Any obligation to comply with the Site Attendance Policy therefore depended on whether his employers’ direction to comply with it was a reasonable and lawful direction. The Full Bench held that it was not a reasonable and lawful direction, because it was essentially a direction to give his consent to the collection of his sensitive information. Its reasons were as follows:

  • Australian Privacy Principle (APP) 5 under the Privacy Act required Superior Wood to give employees a privacy collection notice relating to its collection of their biometric data. While Superior Wood gave employees some information about the purpose for collecting the information, it did not provide all the information required.
  • APP 3.3 prohibits the collection of sensitive information about an individual unless the individual consents and the information is reasonably necessary for one or more of the organisation’s functions or activities.
  • One of the exemptions contained in section 7B(3) of the Privacy Act is the employee records exemption, which means an employer does not have to comply with the Privacy Act in relation to an employee record held about an individual. The exemption does not extend to the creation of future records. The APPs apply up to the point of collection of personal information, at which point the employee records exemption would come into play.
  • Superior Wood’s direction to Mr Lee to submit to the collection of his sensitive information, in circumstances where he did not give his consent, was not a lawful direction. The Full Bench stated that it was therefore not necessary to determine whether it was a reasonable direction. It did, however, give its opinion that the direction was unreasonable, as a necessary counterpart to a right to consent to something is the right to refuse it. Any consent that might have been given by an employee once they had been told they would face disciplinary action or dismissal for not consenting would not be genuine consent. The refusal to follow an unlawful direction was not a valid reason for Mr Lee’s dismissal.
  • The collection of biometric data for use in the biometric scanners was also not “reasonably necessary”. Other options that had been proposed to Superior Wood included key fobs, swipe cards, computer and mobile log in systems, as well as SMS and email options. There was no evidence that Superior Wood had evaluated the costs of these alternative options. Further, manual sign in and out sheets continued to be used at the work site after Mr Lee was dismissed. While the introduction of the scanners was “administratively convenient” for Superior Wood, the evidence that it was “reasonably necessary” was not compelling. Had Superior Wood’s direction to Mr Lee been lawful, it might have been reasonable to decline to make an exception for him, as he was the only one of some 400 employees who sought the use of a method of registering attendance other than by the use of the scanners. That did not mean it was “reasonably necessary” to collect his fingerprint in the absence of considering other options.

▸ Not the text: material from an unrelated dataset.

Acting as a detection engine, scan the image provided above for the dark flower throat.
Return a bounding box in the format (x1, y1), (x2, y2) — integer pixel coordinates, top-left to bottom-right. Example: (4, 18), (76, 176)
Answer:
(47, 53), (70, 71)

The Full Bench therefore upheld Mr Lee’s appeal and reheard his application. It quashed the decision at first instance and determined that Mr Lee’s dismissal was unfair.

While Superior Wood had provided procedural fairness to Mr Lee, the procedural fairness factors were outweighed by the absence of a valid reason for his dismissal. The Full Bench remitted the question of determining a remedy to a single Commissioner.

Implications for Schools

Pending any appeal to the Federal Court and comment from the Office of the Australian Information Commissioner, schools would be advised to:

  • have in place a compliant “privacy by design” policy and supporting program which is published and effectively implemented
  • assess whether your organisational privacy policy (which is hopefully compliant with the Privacy Act) would impact on your collection, use, storage and disclosure of employee records  
  • identify any gaps in internal procedures relating to employee records where it would be reasonable for privacy protections, as specified in the Privacy Act, to apply
  • review employment contracts to see if they include specific provisions relating to the collection and use of reasonably necessary personal information and sensitive information (such as health, medical, biometric, as defined in the Privacy Act) and including workplace surveillance, be it electronic images, or other.